Regulators' review of two executives at Wells Fargo & Co. demonstrates that external scrutiny of the bank remains high and serves as a notice for executives in similar roles at other institutions, analysts say.
Wells Fargo announced Oct. 24 that Chief Administrative Officer Hope Hardison and Chief Auditor David Julian were both on leave of absence because of reviews by regulatory agencies regarding the bank's retail sales practices. The statement did not specify what agencies are conducting the reviews. Wells Fargo declined to comment further on the matter.
Representatives from the Office of the Comptroller of the Currency and the Consumer Financial Protection Bureau said they would not comment on pending investigations, and the OCC added that it would not comment on personnel actions taken by regulated banks. However, media reports said the OCC had sent letters to the two executives prior to their leave. Previously, the OCC examined incentive compensation practices across supervised banks in a process called a 'horizontal review' and found about 20,000 accounts with compliance issues.

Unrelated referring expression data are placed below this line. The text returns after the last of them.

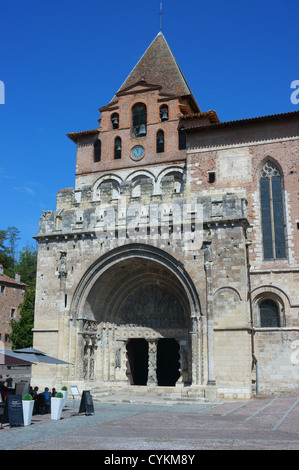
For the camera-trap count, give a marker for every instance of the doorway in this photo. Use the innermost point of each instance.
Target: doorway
(137, 364)
(168, 362)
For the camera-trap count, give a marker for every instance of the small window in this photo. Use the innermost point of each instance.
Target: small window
(160, 142)
(212, 177)
(115, 121)
(117, 148)
(269, 314)
(97, 151)
(164, 113)
(182, 140)
(139, 120)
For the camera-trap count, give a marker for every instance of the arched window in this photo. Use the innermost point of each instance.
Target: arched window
(164, 112)
(273, 229)
(117, 148)
(269, 314)
(139, 120)
(182, 140)
(97, 151)
(160, 142)
(114, 121)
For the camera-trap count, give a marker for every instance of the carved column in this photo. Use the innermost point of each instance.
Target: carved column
(183, 352)
(210, 322)
(152, 362)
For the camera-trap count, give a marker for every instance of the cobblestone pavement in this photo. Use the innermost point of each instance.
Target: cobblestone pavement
(270, 423)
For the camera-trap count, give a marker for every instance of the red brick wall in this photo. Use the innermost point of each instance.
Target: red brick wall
(151, 99)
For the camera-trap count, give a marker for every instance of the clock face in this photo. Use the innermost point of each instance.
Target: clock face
(137, 152)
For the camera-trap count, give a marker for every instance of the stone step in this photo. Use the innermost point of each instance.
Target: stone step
(136, 394)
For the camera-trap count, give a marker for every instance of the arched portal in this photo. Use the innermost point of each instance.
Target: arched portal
(134, 307)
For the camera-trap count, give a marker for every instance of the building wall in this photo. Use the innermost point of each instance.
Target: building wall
(237, 169)
(11, 296)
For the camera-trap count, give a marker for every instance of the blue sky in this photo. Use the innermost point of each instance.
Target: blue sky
(62, 60)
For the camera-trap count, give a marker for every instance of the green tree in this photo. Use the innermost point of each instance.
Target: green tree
(21, 331)
(9, 249)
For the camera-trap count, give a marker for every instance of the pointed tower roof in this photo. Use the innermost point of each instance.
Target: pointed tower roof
(158, 66)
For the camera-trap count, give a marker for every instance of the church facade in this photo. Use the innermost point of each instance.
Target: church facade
(174, 261)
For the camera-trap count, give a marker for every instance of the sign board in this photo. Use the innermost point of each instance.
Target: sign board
(22, 388)
(13, 411)
(86, 404)
(74, 390)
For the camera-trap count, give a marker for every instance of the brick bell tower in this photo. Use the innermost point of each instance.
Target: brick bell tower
(142, 124)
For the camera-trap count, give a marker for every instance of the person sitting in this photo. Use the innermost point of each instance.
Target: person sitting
(47, 396)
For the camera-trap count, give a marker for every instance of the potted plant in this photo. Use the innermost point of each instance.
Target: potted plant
(27, 405)
(64, 393)
(56, 406)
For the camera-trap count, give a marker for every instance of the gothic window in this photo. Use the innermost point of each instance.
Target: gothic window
(139, 120)
(114, 121)
(164, 113)
(269, 314)
(182, 140)
(97, 151)
(117, 148)
(160, 142)
(272, 212)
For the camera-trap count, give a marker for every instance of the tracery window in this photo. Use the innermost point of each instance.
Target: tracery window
(139, 120)
(182, 140)
(164, 113)
(272, 212)
(160, 142)
(97, 151)
(115, 121)
(117, 148)
(269, 314)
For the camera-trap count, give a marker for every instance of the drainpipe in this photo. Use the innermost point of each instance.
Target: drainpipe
(255, 361)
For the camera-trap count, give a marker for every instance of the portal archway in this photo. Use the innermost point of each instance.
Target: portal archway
(137, 293)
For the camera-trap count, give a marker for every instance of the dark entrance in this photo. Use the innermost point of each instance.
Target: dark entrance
(168, 362)
(137, 365)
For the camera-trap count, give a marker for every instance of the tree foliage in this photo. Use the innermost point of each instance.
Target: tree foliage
(25, 264)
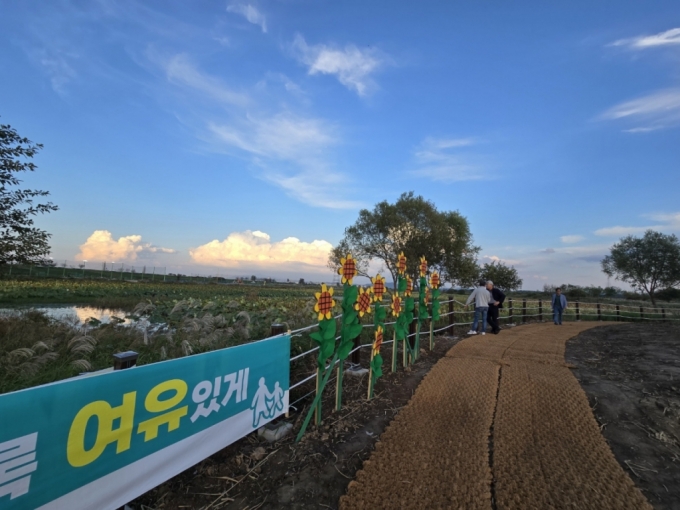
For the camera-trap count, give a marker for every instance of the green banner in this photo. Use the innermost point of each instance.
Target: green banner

The review of Hardison and Julian comes more than two years after the CFPB and OCC levied a consent order against Wells Fargo as a result of employees opening millions of unauthorized accounts to meet sales goals. It demonstrates that regulators are still examining the bank's retail practices, even after assessing record fines, imposing an asset cap and replacing board members, said Marty Mosby, director of bank and equity strategy at Vining Sparks. It also shows that regulators are interested in how certain roles within the bank were performed during the scandal and that the regulators may hold those individuals accountable, Mosby said.
The timing of the review of the two employees struck Sandler O'Neill equity research principal R. Scott Siefers as "unusual," but he said that regulators tend to move at their own pace and there is "no telling" how long the investigation into these areas has been ongoing.
"I think anyone who was in a control function is probably under some sort of scrutiny. Were these individuals specifically within the consumer bank? No," he said. "But they are in a control function so there's an element of culpability that the regulators must be looking for."
Regulators reserve the right to conduct deep-dive examinations into a bank, noted Oliver Ireland, senior counsel at law firm Morrison Foerster, who works on bank regulatory issues and spoke about supervision generally.
"The more problems you see, the more you look at [a bank]," Ireland said.
Wells Fargo's independent board members conducted their own investigation of the bank in the wake of its fake-accounts scandal. A report the bank released in April 2017 mentioned Hardison's name 26 times, and there is also a section dedicated to the chief administrative officer role. Julian's name does not appear in the report, and the chief auditor role is mentioned only twice.
Hardison became corporate human resource director at Wells Fargo in 2010 and chief administrative officer in September 2015. She knew about issues with sales practices throughout her time as human resources director, but thought they were employee attempts to game the incentive compensation system and did not believe them to be "pervasive," according to the independent board report.
Bert Ely, president of bank consultancy Ely & Co., said the Hardison and Julian reviews prolong the scandal's timeline and perpetuate a negative perception of the bank in the public eye.
"It's just taking a long time to put these issues behind [the bank]," he said. "I'm at a point — and I'm sure many others are at this point — where I'm no longer surprised when there's yet another announcement that relates back to these problems that go back several years now."
The review at Wells Fargo could have implications for executives across the banking industry. Regulators may be signaling that they have heightened expectations for certain internal roles that serve to check banker behavior, and that they will hold those individuals personally accountable, Mosby said. This review could cause executives at other banks to become more sensitive to their own risk and audit assessments, essentially "creating a regulator inside a company."
"I think the message is clear for every officer in a bank," Mosby said. "You're taking on responsibilities that are much broader than just ... trying to perform a function for a company."